Jean-Claude started to ask something, but he was swept away. Everything was swept away by terror. My heart was in my throat like I'd swallowed a fish. I was choking on my own heart. My skin was cold with the iciness of her power. So afraid, so very afraid.

Richard jerked away from my hand, stepped back from me, and I couldn't read his face now. It wasn't anger.

Gregory knelt closer to us and stretched his upper body out, over Nathaniel and Damian, stretched out until his half-leopard face was only inches from mine. He sniffed the air in front of me. "Smells, so good, so yummy. Fear and flesh," he let out a long sigh that tickled his breath along my skin, "fear and flesh."
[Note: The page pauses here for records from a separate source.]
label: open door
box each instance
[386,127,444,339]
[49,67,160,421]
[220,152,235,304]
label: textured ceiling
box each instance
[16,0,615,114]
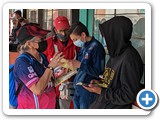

I wasn't afraid of Gregory, I knew that, but I was afraid, and the fear was formless, but it didn't want to be. When Gregory drew his lips back from his teeth in what was supposed to be a smile, I gasped. The fear coalesced around that flash of fangs, that hungry gleam in those eyes. I was suddenly not just afraid, I was afraid of Gregory. Afraid of the claws, the teeth. I was afraid in a way that I'd never been of him, or any of my leopards. He licked my face, one quick movement.

I yipped, a small, high-pitched, frightened sound.

Gregory growled next to my skin, "Hmm, do it again."

Richard grabbed him and pulled him away from me. "Stop playing with her."

Gregory stayed crouched on the floor, as if he were half-thinking about springing up and turning it all into a fight. But what he said was, "Alright, I won't play with her." He turned and put his face next to Nathaniel's. Gregory snapped his teeth just short of his skin, and Nathaniel screamed. Our fear had found a cause to wrap itself around. There was no logic to it. Anything fearful would have done, we just happened to have a leopardman so conveniently at hand.

Gregory laughed.

Richard jerked him back and dragged him as far away as the bathroom would allow. "I said stop playing with them."

"You said, stop playing with her. I did."

"Leave them all alone," Richard said.

Gregory stood, and in leopardman form he was as tall as Richard. "Don't tell me you don't want to play with them, too?"